As always, do your own research before committing capital.


  1. Of course it depends when you bought Conoco Phillips and whether you are willing to invest else where. I think the company is already handsomely priced, as is in comparison with the other big oil companies. It has its potential and might go a little bit higher, especially if there will be turmoil in Western Europe.

    I am going through all the major oil companies and going to publish my humble opinion atthe end of the month.

  2. I look forward to reading your analysis of the major oil companies. Everything I read about the big three indicate that XOM carries the premium price, and CVX and COP are more reasonably priced.

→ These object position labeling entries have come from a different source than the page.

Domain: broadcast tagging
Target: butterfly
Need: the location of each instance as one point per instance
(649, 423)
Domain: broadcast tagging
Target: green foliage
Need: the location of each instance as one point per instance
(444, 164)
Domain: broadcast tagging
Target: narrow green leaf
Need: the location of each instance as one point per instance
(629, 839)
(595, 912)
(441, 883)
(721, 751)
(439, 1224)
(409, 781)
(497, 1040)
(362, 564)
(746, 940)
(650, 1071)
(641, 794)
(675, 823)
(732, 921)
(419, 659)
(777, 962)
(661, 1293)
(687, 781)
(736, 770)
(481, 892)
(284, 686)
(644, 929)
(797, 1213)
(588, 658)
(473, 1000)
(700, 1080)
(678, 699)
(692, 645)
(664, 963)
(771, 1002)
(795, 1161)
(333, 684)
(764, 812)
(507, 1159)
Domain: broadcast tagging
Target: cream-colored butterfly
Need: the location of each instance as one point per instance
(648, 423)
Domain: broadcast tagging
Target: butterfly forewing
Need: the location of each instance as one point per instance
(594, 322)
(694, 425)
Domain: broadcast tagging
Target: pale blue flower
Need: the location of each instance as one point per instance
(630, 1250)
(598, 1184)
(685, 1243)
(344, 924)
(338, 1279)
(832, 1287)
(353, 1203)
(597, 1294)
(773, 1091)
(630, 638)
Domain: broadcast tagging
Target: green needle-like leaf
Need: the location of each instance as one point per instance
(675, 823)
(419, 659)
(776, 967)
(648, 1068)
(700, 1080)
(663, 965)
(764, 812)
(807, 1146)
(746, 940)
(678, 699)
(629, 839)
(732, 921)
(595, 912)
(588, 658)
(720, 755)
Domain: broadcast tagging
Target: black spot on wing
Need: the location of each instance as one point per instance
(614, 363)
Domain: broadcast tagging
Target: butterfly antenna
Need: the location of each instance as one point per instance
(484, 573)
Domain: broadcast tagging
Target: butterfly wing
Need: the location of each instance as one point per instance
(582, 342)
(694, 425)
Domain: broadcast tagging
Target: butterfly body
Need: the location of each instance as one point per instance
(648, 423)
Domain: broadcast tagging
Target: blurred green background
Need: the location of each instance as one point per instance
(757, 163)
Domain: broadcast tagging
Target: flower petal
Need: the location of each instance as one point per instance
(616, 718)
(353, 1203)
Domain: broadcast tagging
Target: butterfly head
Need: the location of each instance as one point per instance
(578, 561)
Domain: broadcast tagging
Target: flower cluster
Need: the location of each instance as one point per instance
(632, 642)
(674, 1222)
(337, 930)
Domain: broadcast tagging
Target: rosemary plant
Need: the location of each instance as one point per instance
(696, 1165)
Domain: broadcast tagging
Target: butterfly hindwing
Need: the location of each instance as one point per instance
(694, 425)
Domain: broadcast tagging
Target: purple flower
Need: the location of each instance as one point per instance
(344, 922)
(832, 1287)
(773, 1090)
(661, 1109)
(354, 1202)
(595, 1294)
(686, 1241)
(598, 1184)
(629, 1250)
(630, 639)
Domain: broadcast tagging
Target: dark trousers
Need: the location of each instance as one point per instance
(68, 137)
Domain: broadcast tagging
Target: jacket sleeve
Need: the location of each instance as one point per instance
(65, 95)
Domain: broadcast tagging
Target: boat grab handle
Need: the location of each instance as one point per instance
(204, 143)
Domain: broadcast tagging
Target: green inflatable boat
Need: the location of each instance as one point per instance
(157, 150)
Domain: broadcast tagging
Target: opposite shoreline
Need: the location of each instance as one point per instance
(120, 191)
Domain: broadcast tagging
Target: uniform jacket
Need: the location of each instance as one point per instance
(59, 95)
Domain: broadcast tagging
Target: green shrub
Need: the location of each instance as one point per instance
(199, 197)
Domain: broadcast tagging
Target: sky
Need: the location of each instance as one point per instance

  3. These are some sweet dividends, given these yield-starved times. Just think, a few years ago, you could get 5% on online savings accounts! :) Thanks for the finds!

  4. Lot of familiar names there, Grouch. BPI, WRE and COP are on my watch list. Good list!

  5. I have heard enough about Mcdonald's. I believe that most investors focus on just one percent of the companies listed on the new york stock exchange or nasdaq. A stock does not have to be a household name to be a great investment. Their are many high quality stocks that are safe investments and of very good quality. But you will rarly hear much talk about them at a cocktail party.
    Some of the companies listed above seem to be excellent companies most of them household names. I have nothing against large companies sometimes their great bargains. But never overlook less well know names.